Marketing Agriculture-Based Ecosystem Services: Determining Consumer Willingness to Pay for Carbon Sequestration and Greenhouse Gas Emission Reductions

Cardboard boxes with eco-friendly labels printed on them
Project Type
April 2020

Both industry and consumers are increasingly recognizing the role and importance of ecosystem services, as evidenced by groups like the Ecosystem Services Market Consortium (ESMC). The ESMC is a collaboration of private companies, NGOs, and researchers working to launch a national scale, agriculture-based ecosystem services market by 2022. This service will allow farmers and ranchers to sell verified ecosystem service credits to buyers who want to A.) reduce their environmental and supply chain impacts and B.) realize a competitive advantage and/or premium from marketing this reduction. 

Efforts by those like the ESMC represent industry-scale mechanisms to account for, exchange, and market agriculture-based ecosystem services. These credit trading schemes, however, miss a consumer-scale opportunity to market ecosystem services (an opportunity that is also more readily accessible to small producers, who represent 89% of US farms and 52% of US farmland operated). In short, agricultural producers have the unique opportunity to market their ecosystem services directly to their consumers on a product-level, being potential suppliers of both the ecosystem service as well as the agricultural products resulting from their management practices. 

This project will analyze the potential of marketing agricultural-based carbon sequestration and greenhouse gas (GHG) emission footprints as a product attribute. The research will be interdisciplinary, involving faculty from multiple colleges within Penn State, as well as collaborations with the USDA’s Pasture Systems & Watershed Management Research Unit (PSWMRU) and Penn State Extension. The project will involve the application of PSWMRUS’s Integrated Farm System Model (IFSM) to simulate the soil carbon sequestration and GHG emission implications of two production systems for beef: conventional and pasture-based. The results from these models will then be compared through a consumer willingness to pay analysis, which will assess the efficacy and value of marketing the presence of ecosystem services and the GHG footprints associated with beef produced from these two production systems. 

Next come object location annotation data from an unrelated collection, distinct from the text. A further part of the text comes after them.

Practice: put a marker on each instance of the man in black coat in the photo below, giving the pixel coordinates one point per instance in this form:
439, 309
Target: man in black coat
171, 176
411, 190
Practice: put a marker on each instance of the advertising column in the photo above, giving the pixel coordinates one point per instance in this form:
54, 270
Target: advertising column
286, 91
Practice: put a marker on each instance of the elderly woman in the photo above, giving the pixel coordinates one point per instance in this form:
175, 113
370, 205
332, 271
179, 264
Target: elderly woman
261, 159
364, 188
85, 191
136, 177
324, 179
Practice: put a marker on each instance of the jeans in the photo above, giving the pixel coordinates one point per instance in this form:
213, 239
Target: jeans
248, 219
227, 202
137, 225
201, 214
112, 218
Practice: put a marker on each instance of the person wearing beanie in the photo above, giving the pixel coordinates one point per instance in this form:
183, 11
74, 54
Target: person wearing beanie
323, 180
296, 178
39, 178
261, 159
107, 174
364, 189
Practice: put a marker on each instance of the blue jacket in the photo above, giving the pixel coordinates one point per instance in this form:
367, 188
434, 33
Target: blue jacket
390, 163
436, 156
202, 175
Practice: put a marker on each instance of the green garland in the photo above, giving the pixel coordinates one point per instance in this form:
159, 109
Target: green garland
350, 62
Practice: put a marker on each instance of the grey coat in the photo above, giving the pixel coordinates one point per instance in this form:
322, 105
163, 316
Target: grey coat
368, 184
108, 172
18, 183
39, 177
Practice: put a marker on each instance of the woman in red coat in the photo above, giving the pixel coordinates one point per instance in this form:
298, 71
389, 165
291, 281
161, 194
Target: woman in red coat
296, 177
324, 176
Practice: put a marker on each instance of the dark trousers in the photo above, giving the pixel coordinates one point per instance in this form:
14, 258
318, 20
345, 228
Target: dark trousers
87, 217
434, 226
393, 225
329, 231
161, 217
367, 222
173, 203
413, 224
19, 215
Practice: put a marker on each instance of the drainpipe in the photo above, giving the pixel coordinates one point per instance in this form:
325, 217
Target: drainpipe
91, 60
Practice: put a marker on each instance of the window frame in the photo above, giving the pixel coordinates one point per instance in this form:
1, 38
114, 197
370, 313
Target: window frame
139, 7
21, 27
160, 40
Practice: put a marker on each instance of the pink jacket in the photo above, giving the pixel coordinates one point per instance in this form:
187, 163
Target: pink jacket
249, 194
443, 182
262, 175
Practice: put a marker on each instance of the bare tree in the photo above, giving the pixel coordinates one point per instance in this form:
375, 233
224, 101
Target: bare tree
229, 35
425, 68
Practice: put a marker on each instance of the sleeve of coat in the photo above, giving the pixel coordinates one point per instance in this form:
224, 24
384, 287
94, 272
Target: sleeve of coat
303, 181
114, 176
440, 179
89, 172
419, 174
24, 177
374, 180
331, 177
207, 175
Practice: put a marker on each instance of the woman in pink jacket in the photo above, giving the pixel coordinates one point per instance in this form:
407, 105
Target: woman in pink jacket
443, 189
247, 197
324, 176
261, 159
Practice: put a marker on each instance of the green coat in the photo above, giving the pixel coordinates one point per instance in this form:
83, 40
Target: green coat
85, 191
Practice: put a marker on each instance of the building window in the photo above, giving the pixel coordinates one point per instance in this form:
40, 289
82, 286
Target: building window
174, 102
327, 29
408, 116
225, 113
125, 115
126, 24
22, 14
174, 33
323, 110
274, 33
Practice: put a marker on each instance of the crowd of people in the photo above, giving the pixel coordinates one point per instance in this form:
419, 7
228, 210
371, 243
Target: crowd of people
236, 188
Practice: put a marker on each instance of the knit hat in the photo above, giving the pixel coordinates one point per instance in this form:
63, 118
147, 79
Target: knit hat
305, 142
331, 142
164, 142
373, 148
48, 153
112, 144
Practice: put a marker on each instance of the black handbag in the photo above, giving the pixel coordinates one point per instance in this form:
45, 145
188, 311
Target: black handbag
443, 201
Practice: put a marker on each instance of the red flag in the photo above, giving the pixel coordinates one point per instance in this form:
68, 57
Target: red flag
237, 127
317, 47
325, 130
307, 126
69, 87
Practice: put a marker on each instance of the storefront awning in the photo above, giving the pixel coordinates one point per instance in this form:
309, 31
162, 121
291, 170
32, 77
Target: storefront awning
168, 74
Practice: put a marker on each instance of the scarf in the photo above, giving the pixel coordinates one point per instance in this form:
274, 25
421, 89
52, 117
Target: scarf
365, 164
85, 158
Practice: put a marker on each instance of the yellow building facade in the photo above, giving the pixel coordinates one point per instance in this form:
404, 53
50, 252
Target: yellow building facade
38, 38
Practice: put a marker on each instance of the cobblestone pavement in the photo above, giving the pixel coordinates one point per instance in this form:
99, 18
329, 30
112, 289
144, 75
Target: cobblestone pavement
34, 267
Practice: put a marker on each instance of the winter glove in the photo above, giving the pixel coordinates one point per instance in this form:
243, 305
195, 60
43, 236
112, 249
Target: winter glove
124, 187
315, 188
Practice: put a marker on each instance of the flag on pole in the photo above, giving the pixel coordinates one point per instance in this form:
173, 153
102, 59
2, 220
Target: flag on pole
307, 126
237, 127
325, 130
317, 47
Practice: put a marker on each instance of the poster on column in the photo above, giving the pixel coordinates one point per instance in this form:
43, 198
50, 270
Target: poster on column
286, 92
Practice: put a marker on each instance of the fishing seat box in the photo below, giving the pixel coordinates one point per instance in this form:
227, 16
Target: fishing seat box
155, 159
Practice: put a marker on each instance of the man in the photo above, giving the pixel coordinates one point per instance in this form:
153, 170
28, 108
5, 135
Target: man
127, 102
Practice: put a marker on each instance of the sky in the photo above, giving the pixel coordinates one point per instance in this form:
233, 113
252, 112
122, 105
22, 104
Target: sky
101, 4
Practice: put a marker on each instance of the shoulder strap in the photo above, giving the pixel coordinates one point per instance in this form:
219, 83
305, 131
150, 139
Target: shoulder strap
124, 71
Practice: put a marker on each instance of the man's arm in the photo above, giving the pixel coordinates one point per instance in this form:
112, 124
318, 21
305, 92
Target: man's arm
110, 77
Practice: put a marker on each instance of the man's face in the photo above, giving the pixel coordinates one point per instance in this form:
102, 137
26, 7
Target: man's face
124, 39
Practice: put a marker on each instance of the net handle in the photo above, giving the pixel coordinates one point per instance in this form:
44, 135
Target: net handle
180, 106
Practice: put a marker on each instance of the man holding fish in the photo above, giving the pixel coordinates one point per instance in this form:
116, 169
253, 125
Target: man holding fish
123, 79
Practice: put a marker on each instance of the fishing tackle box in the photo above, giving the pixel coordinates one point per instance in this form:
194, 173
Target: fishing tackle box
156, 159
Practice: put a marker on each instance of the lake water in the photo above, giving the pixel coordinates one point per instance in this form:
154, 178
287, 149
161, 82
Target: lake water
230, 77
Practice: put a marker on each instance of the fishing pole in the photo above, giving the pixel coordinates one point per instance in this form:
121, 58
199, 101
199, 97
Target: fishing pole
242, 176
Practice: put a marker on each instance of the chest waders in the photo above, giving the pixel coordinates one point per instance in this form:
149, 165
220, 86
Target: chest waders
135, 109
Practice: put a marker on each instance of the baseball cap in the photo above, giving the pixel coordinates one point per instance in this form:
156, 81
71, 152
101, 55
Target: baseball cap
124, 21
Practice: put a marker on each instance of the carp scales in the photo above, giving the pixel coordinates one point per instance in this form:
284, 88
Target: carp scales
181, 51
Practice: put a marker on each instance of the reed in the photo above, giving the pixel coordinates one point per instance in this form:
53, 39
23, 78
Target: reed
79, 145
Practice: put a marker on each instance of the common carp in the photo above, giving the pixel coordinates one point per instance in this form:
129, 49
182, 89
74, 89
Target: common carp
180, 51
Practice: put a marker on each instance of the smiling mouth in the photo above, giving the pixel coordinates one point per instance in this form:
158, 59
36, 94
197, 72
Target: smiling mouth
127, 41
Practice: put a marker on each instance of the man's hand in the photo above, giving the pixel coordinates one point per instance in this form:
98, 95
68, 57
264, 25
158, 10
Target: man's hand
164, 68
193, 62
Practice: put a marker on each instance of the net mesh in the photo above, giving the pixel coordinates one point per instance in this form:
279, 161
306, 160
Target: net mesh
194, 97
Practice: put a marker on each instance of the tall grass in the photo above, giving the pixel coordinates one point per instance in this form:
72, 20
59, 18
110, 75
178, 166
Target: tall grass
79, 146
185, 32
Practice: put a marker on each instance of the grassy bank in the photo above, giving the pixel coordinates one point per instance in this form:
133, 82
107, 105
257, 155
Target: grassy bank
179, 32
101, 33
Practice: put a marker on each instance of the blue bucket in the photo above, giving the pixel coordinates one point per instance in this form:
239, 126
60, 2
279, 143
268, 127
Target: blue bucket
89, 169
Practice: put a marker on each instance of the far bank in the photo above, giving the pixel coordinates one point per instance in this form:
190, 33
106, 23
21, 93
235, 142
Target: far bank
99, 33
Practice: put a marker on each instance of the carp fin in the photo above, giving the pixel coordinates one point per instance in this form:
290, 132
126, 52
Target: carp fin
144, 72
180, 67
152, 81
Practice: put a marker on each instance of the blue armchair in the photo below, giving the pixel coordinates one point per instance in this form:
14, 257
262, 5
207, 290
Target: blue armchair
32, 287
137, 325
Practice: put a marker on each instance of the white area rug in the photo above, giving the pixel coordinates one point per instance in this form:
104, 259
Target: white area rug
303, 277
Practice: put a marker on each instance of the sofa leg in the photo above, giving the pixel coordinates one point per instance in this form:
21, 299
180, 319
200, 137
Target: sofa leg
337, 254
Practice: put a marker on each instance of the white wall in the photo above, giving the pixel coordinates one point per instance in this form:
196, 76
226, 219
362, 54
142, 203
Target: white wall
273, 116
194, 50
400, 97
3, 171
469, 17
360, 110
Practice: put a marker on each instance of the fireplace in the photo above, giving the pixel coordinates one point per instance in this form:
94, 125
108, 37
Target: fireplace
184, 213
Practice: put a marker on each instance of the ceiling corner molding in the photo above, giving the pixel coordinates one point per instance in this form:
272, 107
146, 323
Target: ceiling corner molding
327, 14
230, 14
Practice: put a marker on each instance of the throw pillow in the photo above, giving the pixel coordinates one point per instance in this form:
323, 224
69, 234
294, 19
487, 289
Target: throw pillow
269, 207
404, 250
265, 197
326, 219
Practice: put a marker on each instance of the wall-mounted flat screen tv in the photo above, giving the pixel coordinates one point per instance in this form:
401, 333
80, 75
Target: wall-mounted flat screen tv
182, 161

The proposed research falls within the IEE Seed Grant’s cross-cutting topic of negative carbon emissions, as it seeks to elevate the marketing potential of natural solutions and agricultural production systems that realize this end. The project advances the prioritized theme of climate and ecosystem change, resulting in innovative and novel research concerning food consumers’ role and potential in climate change mitigation. The final report will include a technical and economic assessment of marketing ecosystem services and GHG footprints as a product attribute, as well as an overview of Extension programming opportunities from this project.